El secretario de Estado estadounidense, Anthony Blinken, en un discurso pronunciado ante el Consejo de seguridad de las Naciones Unidas el 17 de febrero de 2022, dijo:

“No sabemos cómo evolucionarán las cosas exactamente… pero Rusia quiere crear el pretexto para un ataque. Este podría ser un ataque violento, del que culparían a los ucranianos o una acusación contra el gobierno ucraniano. No sabemos de las razone para ello. Podría ser un supuesto ataque terrorista con bombas en Rusia, el descubrimiento inventado de una tumba común, un dron que ataques civiles o un ataque químico real o inventado. Rusia puede describir este suceso como limpieza étnica genocida y ridiculizar un concepto que nosotros tomamos con seriedad, en particular yo, por mi historia familiar.” (Anthony John “Toby” Blinken nació en la ciudad de Nueva York el 16 de abril de 1962 de padres judíos. Sus antecesores provienen de Ucrania, de Alemania y de Hungría EH). “Segundo: el gobierno ruso puede convocar una sesión de emergencia para abordar la crisis. El gobierno dirá que tiene que hacerlo para defender a los rusos de Ucrania. Entonces comenzará el ataque, los proyectiles y las bombas rusas caerán por toda Ucrania. Los canales de comunicación se destruirán. Comenzarán los ciberataques contra instituciones claves de Ucrania. Luego los tanques y los soldados rusos tomarán puestos claves que han sido detallados en planos. Creemos que el objetivo de Rusia es Kiev -una ciudad con 2 millones 800 mil habitantes. Tenemos información de que Rusia atacará a grupos ucranianos.” (state.gov17/02/2022).

El 16 de febrero, Ucrania intensifica el fuego de artillería contra la población de las “repúblicas autónomas” de Donbás, donde muchas ciudades son evacuadas.

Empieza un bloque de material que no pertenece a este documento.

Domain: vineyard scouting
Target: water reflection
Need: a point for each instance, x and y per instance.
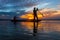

Ninguna publicación occidental habla de estos acontecimientos.

Baud contempla una enorme probabilidad de que unidades de la CIA fueran llevadas al Donbás en febrero para cometer actos terroristas. Según Baud “todo apunta al hecho de que Estados Unidos quería que Rusia desatara un ataque, y así poder imponer sanciones ejemplares al país. Alemania decidió detener la certificación del Nord Stream 2 (22/02/2022) que desde un principio se había convertido en un objetivo de Estados Unidos.

Las repúblicas de Donezk y Lugansk pidieron el 23 de febrero    ayuda militar a Rusia, a la luz de la intensa ofensiva ucraniana. En su discurso del 24 de febrero, el presidente Putin definió sus objetivos, la desmilitarización y la desnazificación de Ucrania; la neutralidad y evitar la instalación de sistemas de armas Occidentales en territorio ucraniano. Putin pone en alerta las fuerzas nucleares rusas el 27 de febrero.

Baud concluye que la rusofobia de los “nuevos europeos” es el principal talón de Aquiles  de la OTAN, ya que el incidente más pequeño puede llevar rápidamente a la catástrofe nuclear. Si se tiene en mente el posterior aumento de las entregas rusas de petróleo y de combustible para cohetes a Estados Unidos, destaca que a finales de abril de 2022 hubo un cambio en la política de las armas nucleares de Estados Unidos, cuando se abolió el principio del “no primer uso.” Desde entonces, el presidente Biden conduce una política que deja todas las opciones abiertas. Las armas nucleares no sólo como respuesta a un ataque nuclear, aino también como una “reacción a amenazas no nucleares,” es decir, Estados Unidos permite el despliegue de armas nucleares en cualquier momento.

El libro compila material muy detallado sobre los preparativos de la actual guerra ruso-ucraniana, la que bien puede escalar con facilidad hasta convertirse en un conflicto nuclear, a menos que prevalezca la razón y se den los pasos para un alto al fuego y una paz duradera.

*¿Putin -Herr des Geschehens? Auflage, Westend Verlag, Frankfurt an Main, 2023. Título original ¿Poutine: Maitre de Jeu? Primera edición en Francia, 2022, Editions Max Milo, 2022.